D-Judge: Disrupting Multi-Turn Jailbreaks using Semantics-Preserving Output Rewriting
For LLM safety, D-Judge addresses the vulnerability of multi-turn jailbreak attacks that exploit judge feedback, offering a novel defense that disrupts the refinement loop.
D-Judge reduces the success rate of state-of-the-art multi-turn jailbreaks on HarmBench by rewriting LLM responses to mislead the attacker's judge model, while preserving performance on benign benchmarks.
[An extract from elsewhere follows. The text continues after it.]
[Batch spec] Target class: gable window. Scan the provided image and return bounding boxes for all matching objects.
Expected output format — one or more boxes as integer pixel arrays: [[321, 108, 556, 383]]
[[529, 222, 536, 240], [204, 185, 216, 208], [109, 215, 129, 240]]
Multi-turn jailbreak attacks pose a growing threat to large language model (LLM) safety because they exploit feedback from auxiliary judge models to iteratively refine prompts toward harmful goals. Existing defenses largely detect or block unsafe content at individual turns or at the final response, leaving the judge-driven refinement loop intact and allowing attackers to extract informative feedback from intermediate interactions. We introduce D-Judge, a semantics-preserving output rewriting defense that intervenes directly in this loop by rewriting the victim LLM's responses before they are evaluated by the attacker's judge. By misaligning the judge's feedback signal without changing the meaning of the original response, D-Judge derails the attacker's prompt-refinement process, causing subsequent queries to be optimized against a distorted signal of attack progress. To improve D-Judge's ability to produce such rewrites, we construct a dataset of semantically equivalent response pairs that induce different judge-assigned harmfulness scores, and use it for supervised fine-tuning followed by direct preference optimization. Experiments on HarmBench show that D-Judge reduces the success rate of state-of-the-art multi-turn jailbreaks while preserving performance on benign benchmarks.